La seule alternative serait
de changer tout ce système mais ce n’est pas possible à cause de ces masses qui
s’y complaisent : « Aucun
gouvernement, mais surtout aucun mode de vie, régissant les relations entre les
hommes, ne peut avoir quelque durée, sans
l’accord tacite, sinon explicite, de tous ou du plus grand nombre. La vie
normale d’une société suppose le consentement de ses membres aux valeurs qui la
supportent et la définissent (…) Il n’est pas besoin que les hommes soient
conscients de ces valeurs, car elles s’expriment dans leurs conduites.
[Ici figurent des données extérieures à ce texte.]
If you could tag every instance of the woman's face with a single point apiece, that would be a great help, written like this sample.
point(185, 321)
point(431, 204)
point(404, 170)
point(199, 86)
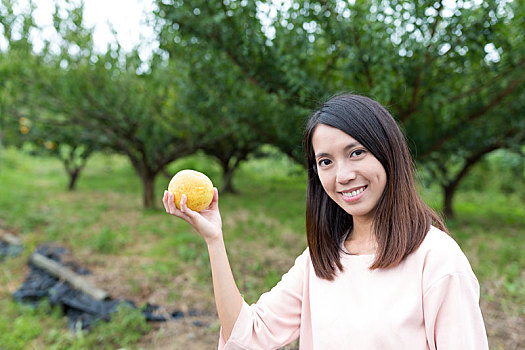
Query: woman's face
point(349, 173)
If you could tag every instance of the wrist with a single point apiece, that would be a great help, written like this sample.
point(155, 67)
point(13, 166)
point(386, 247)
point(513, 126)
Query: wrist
point(215, 241)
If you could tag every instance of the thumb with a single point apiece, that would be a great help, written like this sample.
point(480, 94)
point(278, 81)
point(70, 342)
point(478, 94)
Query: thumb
point(215, 200)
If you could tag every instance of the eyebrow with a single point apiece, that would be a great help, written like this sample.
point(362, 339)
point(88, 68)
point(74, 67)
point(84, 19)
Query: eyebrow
point(350, 146)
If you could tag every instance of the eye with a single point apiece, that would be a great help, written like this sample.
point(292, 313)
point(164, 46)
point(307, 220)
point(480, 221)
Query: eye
point(324, 162)
point(357, 153)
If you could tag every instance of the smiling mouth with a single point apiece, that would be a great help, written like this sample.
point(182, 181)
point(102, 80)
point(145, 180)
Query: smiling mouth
point(353, 193)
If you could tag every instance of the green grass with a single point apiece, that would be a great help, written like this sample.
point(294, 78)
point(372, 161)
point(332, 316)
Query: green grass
point(145, 252)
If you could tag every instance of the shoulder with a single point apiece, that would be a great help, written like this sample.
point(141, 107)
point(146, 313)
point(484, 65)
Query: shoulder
point(441, 256)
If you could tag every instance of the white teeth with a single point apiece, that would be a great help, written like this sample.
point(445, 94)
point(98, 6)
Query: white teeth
point(353, 193)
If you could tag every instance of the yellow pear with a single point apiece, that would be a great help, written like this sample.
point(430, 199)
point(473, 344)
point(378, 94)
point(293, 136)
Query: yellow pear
point(195, 185)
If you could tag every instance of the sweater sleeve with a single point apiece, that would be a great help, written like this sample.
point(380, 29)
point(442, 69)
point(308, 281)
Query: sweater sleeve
point(275, 319)
point(453, 318)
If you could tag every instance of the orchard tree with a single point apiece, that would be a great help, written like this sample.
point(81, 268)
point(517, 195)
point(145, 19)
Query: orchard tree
point(438, 67)
point(235, 118)
point(16, 63)
point(116, 99)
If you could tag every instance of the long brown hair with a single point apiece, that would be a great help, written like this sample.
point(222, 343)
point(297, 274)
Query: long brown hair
point(401, 219)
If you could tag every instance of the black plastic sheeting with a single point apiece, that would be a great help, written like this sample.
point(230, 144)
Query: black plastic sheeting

Il n’est
pas besoin que l’opinion publique, fondement du pouvoir, se manifeste pour
être. Ce qu’elle a de plus profond et d’essentiel, pourrait-on dire sans nul
paradoxe, demeure le plus souvent caché » A. Girard, « Structures sociales et
structures de l’opinion ».
Deux choses cependant
peuvent impulser un changement :
-le temps : puisque
on constate avec internet qu’une nouvelle opinion publique émerge mais pour qu’elle
prenne un poids conséquent, il faudra attendre des décennies.
-Un effondrement économique
: qui précarisera sévèrement une large partie de la population qui se verra
alors contraint de se trouver des solutions alternatives.